Lebih lanjut dr Riza mengatakan, jika tidak ditangani dengan cepat dan tepat, akan menyebabkan syok yang bisa juga memicu kematian. Apabila anak-anak mengalami gejala panas yang tidak menurun walau sudah mengonsumsi obat-obatan, patut dicurigai adanya gejala DBD. Segeralah mendatangi fasilitas kesehatan terdekat untuk mendapat penanganan medis.
“Petugas kesehatan akan menanganinya, baik di puskesmas pembantu, puskesmas desa, puskesmas, maupun rumah sakit,” ucapnya. Selain ditandai dengan suhu badan yang tak menurun, ciri lain dari gejala DBD adalah munculnya bintik-bintik merah pada kulit.

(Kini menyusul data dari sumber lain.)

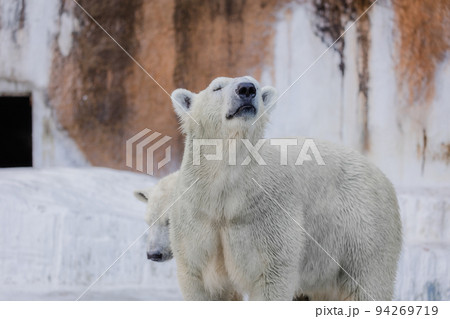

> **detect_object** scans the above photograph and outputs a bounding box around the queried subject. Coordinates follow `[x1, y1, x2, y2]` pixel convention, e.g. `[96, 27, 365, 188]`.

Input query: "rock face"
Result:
[50, 0, 287, 174]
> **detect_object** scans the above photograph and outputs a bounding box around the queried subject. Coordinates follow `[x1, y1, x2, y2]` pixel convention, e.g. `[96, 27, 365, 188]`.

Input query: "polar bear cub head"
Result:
[134, 172, 178, 262]
[172, 76, 276, 138]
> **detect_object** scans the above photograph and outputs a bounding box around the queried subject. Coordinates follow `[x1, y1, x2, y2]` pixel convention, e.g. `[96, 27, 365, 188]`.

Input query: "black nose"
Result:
[236, 82, 256, 99]
[147, 251, 162, 261]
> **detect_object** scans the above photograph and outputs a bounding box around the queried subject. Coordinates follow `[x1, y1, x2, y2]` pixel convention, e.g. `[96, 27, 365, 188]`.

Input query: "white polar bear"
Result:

“Segeralah datang ke sarana kesehatan terdekat jika mengalami gejala-gejala seperti itu. Masa-masa kritis terjadi dalam kurun waktu tiga sampai lima hari sejak mengalami panas, jika tidak segera ditangani, bisa menyebabkan kematian,” tegasnya.
Dalam tubuh seseorang yang mengalami DBD, jumlah trombosit (keping darah) akan menurun. Ini akan sangat memengaruhi kondisi kesehatan seseorang. Agar jumlah trombosit stabil, ada beberapa cara yang bisa diterapkan. Cara tradisional adalah dapat mengonsumsi terong belanda, karena bisa menaikkan jumlah trombosit. Akan tetapi bahan ini sulit didapatkan. Cara lain yang lebih mudah adalah dengan mengonsumsi minuman Buavita Jus Jambu. Minuman tersebut bisa meningkatkan jumlah trombosit dalam tubuh seseorang, karena jambu biji punya khasiat lebih baik dari buah lainnya dalam hal memproduksi sel-sel darah.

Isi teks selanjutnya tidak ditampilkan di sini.